I have a big array, iterating and doing my work over it takes about 50ms. App i am developing will run on tegra3 or other fast cpu. I have divided my work for four threads, using pthread, i have taken width of my array, divided it by total core count found in system, and i am iterating for 1/fourth of array in each thread, everything is ok, but it now need 80ms to do the work. Any idea why multithread approach is slower than single thread? If i lower cpu count to 1 everything is back on 50ms.

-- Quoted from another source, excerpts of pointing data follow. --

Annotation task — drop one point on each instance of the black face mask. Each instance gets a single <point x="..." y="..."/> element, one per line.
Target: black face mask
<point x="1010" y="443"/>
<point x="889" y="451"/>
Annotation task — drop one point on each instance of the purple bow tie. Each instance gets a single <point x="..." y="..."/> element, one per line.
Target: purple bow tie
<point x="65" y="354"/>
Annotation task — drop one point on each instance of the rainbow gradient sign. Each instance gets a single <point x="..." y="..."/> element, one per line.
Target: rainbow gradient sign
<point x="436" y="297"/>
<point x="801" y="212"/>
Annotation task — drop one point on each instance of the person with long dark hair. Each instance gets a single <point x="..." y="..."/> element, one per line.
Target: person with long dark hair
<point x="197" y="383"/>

for(int y = 0; y<height;y++)
{
for(int x = 0; x<width; x++)
{
int index = (y*width)+x;
int sourceIndex = source->getIndex(vertex_points[index].position[0]/ww, vertex_points[index].position[1]/hh);
vertex_points[index].position[0]+=source->x[sourceIndex]*ww;
vertex_points[index].position[1]+=source->y[sourceIndex]*hh;
}
};
i am dividing first for loop of above code into four parts based on cpu count. vertex_points is a vector with positions.
so it looks like
for(int y=start;y<end;y++)
and start/end vary on each thread
Thread startup time is typically on the order of milliseconds - that's what's eating your time.
With that in mind, 50 ms is not the kind of delay I'd worry about. If we were talking 5 seconds, that'd be a good candidate for paralellizing.
If the loop needs to be performed often, consider a solution with threads that are spun up early on and kept dormant, waiting for work to do. That'll run faster.
Also, is the CPU really 4-core? Honest cores or hyperthreading?